The risk for neurological damage from measles that I calculate is 86 times higher risk than the neurological risk from vaccination, suggesting vaccination is a very good thing, on average: The vast majority of people should get vaccinated. But for people with a weakened immune system, my calculations suggest it is worthwhile to not immunize at 12 months as doctors recommend. The main cause of vaccination death is encephalitis, but this only happens in patients with weakened immune systems. If your child’s immune system is weakened, even by a cold, I’d suggest you wait 1-3 months, and would hope that your doctor would concur. If your child has AIDS, ALS, Lupus, or any other, long-term immune problem, you should not vaccinate at all. Not vaccinating your immune-weakened child will weaken the herd immunity, but will protect your child.

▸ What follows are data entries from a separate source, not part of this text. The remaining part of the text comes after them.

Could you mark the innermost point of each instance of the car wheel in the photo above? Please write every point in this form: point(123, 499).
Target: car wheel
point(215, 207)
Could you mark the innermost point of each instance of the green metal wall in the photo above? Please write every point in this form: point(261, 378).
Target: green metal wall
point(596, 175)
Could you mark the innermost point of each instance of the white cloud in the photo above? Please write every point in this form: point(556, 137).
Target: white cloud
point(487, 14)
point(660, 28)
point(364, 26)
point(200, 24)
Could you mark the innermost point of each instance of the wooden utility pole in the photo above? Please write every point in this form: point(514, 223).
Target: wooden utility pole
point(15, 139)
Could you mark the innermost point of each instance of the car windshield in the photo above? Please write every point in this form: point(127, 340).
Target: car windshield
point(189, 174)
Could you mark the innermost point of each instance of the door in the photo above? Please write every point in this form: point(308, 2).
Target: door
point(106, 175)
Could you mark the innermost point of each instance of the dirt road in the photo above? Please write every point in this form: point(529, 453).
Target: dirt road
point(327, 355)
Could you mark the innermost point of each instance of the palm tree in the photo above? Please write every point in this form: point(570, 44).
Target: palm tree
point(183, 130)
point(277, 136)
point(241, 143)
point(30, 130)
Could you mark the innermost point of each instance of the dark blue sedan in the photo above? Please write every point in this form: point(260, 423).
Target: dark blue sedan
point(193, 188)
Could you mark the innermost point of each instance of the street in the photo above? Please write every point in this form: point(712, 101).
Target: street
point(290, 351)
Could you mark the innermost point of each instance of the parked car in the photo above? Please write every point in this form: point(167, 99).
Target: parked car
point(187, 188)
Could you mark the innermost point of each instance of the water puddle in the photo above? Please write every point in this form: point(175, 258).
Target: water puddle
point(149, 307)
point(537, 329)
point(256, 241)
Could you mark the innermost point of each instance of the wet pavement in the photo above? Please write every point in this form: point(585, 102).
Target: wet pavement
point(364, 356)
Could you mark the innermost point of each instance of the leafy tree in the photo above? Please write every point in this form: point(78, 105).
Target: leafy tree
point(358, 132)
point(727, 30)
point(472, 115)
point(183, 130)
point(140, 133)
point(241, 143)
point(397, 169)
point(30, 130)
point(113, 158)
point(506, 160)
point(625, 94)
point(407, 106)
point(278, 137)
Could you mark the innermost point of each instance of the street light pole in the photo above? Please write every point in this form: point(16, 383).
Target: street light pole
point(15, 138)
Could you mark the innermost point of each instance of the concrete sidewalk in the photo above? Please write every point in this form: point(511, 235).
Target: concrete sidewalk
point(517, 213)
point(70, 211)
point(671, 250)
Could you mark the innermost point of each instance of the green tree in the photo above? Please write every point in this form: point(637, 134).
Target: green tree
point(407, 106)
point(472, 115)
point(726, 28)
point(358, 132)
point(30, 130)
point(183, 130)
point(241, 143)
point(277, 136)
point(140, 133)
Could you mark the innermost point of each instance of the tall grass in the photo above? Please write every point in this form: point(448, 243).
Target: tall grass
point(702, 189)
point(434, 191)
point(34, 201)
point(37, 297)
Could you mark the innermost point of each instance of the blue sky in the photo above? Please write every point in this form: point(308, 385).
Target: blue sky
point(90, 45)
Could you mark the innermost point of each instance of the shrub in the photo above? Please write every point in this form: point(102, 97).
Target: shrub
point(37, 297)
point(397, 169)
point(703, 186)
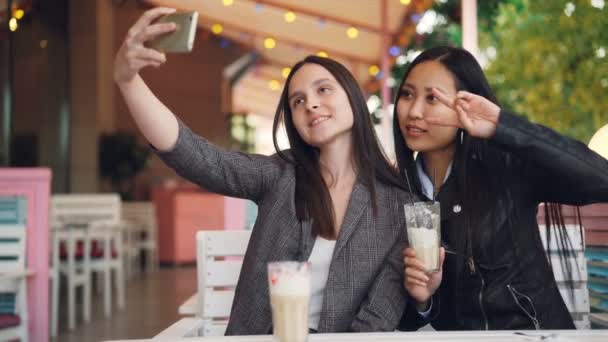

We live in a country with significant herd immunity: Even if there were a measles outbreak, it is unlikely there would be 500 cases at one time, and your child’s chance of running into one of them in the next month is very small assuming that you don’t take your child to Disneyland, or to visit relatives from abroad. Also, don’t hang out with anti-vaxers if you are not vaccinated. Associating with anti-vaxers will dramatically increase your child’s risk of infection.

As for autism: there appears to be no autism advantage to pushing off vaccination. Signs of autism typically appear around 12 months, the same age that most children receive their first-stage MMR shot, so some people came to associate the two. Parents who push-off vaccination do not push-off the child’s chance of developing autism, they just increase the chance their child will get measles, and that their child will infect others. Schools are right to bar such children, IMHO.

I’ve noticed that, with health care in, particular, there is a tendency for researchers to mangle statistics so that good things seem better than they are. Health food: is not necessarily so healthy as they say; nor is weight lossBicycle helmets: ditto. Sometimes this bleeds over to outright lies. Generic modified grains were branded as cancer-causing based on outright lies and  missionary zeal. I feel that I help a bit, in part by countering individual white lies; in part by teaching folks how to better read statistic arguments. If you are a researcher, I strongly suggest you do not set up your research with a hypothesis so that only one outcome will be publishable or acceptable. Here’s how.

Robert E. Buxbaum, December 9, 2018.